Chaotic, messy and agitated. Galaxies that formed just a few hundred million years after the Big Bang looked nothing like the galaxies we see today.
This is what astronomers, led by researchers from the University of Cambridge, found when studying data from the James Webb Space Telescope (JWST). The team analyzed more than 250 young galaxies that existed when the Universe was between 800 million and 1.5 billion years old. By studying the movement of gas within these galaxies, the researchers found that most were turbulent clumps of systems and had not yet evolved into smooth rotating disks like our own galaxy.

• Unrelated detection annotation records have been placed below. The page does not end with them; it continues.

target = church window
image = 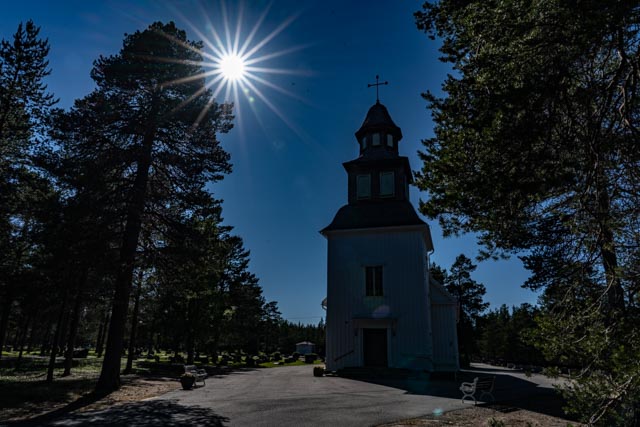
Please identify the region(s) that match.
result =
[357,175,371,199]
[380,172,395,197]
[365,265,382,297]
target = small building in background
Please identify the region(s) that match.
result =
[296,341,316,355]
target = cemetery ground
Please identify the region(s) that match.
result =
[0,354,575,427]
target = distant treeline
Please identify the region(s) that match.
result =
[0,21,323,391]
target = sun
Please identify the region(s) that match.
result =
[171,0,311,139]
[218,54,245,81]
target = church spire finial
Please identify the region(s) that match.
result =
[367,74,389,104]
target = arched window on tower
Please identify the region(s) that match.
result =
[356,175,371,199]
[380,172,395,197]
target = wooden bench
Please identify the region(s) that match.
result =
[184,365,208,385]
[460,377,496,405]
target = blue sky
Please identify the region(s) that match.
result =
[0,0,536,323]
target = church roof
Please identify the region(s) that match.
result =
[356,101,402,141]
[320,200,426,233]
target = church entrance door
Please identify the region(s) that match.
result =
[362,328,388,368]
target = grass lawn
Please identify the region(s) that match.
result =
[258,360,324,368]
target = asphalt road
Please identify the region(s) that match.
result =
[12,366,564,427]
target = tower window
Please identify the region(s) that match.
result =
[380,172,395,197]
[356,175,371,199]
[365,265,382,297]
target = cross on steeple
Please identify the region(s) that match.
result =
[367,74,389,104]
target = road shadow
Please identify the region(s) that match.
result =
[338,367,569,419]
[0,400,229,427]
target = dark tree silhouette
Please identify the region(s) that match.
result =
[50,23,231,391]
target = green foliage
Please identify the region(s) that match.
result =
[476,303,545,365]
[430,254,489,367]
[416,0,640,425]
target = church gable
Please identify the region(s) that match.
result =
[321,93,458,371]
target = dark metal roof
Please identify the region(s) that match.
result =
[356,102,402,141]
[320,200,426,233]
[342,157,413,184]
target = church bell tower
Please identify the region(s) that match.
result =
[321,83,458,371]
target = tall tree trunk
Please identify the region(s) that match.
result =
[96,99,158,393]
[96,313,111,357]
[62,267,89,377]
[598,182,625,312]
[16,316,33,366]
[0,294,13,359]
[186,298,196,365]
[40,322,53,357]
[96,317,105,357]
[47,291,67,383]
[27,316,39,353]
[124,268,144,374]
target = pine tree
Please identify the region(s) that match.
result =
[50,22,231,391]
[0,21,56,357]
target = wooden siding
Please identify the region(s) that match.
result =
[326,228,436,370]
[431,302,459,371]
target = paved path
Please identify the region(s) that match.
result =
[11,366,564,427]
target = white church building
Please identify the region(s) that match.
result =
[321,101,459,372]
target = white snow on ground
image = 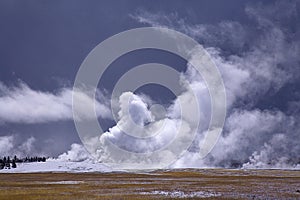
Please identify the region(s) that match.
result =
[140,190,220,198]
[0,159,112,173]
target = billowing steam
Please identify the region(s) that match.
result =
[0,1,300,168]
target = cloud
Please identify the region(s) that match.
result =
[57,143,91,162]
[0,135,38,157]
[126,1,300,167]
[0,82,111,123]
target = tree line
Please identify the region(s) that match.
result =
[0,156,46,170]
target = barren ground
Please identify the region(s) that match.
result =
[0,169,300,199]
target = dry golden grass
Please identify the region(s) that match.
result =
[0,169,300,200]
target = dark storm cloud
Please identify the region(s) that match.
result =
[0,1,300,167]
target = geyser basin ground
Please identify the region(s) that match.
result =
[0,169,300,199]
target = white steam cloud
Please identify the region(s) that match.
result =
[0,82,111,123]
[0,1,300,168]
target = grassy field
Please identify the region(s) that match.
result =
[0,169,300,199]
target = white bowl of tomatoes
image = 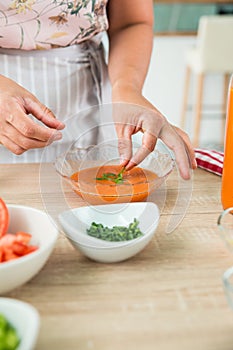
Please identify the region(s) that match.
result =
[0,198,59,295]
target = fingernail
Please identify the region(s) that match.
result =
[53,132,62,141]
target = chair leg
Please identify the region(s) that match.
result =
[180,66,191,129]
[222,74,230,145]
[193,73,204,147]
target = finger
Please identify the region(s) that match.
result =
[24,98,65,130]
[175,127,197,169]
[115,123,134,166]
[118,138,132,166]
[126,131,157,170]
[0,135,25,155]
[5,125,60,151]
[160,124,191,180]
[6,111,62,142]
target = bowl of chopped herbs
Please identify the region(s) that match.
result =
[58,202,160,263]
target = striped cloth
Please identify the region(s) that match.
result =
[195,148,224,176]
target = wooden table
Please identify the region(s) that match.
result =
[0,164,233,350]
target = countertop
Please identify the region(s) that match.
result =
[0,164,233,350]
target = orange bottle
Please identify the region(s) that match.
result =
[222,75,233,209]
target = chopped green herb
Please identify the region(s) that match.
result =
[96,167,125,184]
[0,314,20,350]
[87,219,143,242]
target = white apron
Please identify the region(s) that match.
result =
[0,36,114,163]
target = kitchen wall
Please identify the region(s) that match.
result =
[144,35,227,147]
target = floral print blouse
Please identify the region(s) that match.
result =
[0,0,108,50]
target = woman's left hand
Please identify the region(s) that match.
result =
[112,87,197,179]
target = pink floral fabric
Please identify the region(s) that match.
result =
[0,0,108,50]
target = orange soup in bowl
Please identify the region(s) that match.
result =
[70,165,157,204]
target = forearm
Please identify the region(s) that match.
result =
[108,23,153,97]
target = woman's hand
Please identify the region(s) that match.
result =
[113,86,197,179]
[0,75,64,155]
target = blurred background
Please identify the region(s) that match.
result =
[141,0,233,150]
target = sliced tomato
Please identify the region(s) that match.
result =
[0,198,9,237]
[3,248,19,262]
[0,247,4,262]
[0,233,17,247]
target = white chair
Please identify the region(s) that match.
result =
[180,15,233,147]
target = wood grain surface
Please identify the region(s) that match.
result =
[0,164,233,350]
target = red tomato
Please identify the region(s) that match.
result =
[0,198,38,263]
[0,198,9,237]
[15,231,32,244]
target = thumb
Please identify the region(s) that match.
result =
[24,96,65,130]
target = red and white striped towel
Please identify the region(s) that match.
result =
[195,148,224,176]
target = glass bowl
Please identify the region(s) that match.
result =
[54,143,175,205]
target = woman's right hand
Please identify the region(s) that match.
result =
[0,75,65,155]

The findings, published in the journal Monthly Notices of the Royal Astronomical Society, suggest that galaxies gradually became more calm and organized as the Universe evolved. But in the early Universe, star formation and gravitational instabilities caused such intense turbulence that many galaxies struggled to stabilize.
“We’re not just seeing a few striking exceptions. This is the first time we can see an entire population of galaxies at the same time,” notes the study’s first author, Lola Dunhive, from the Kavli Institute of Cosmology in Cambridge. “We found enormous diversity: some galaxies start to acquire a smooth rotation, but most remain chaotic, with gas expanding and moving in all directions,” he adds.
The researchers used JWST’s NIRCam instrument in a rare mode that can record the faint light from ionized hydrogen gas in distant galaxies. Dunhive developed new software to analyze this data, which was combined with images from other JWST observations to measure how the gas was moving within each galaxy.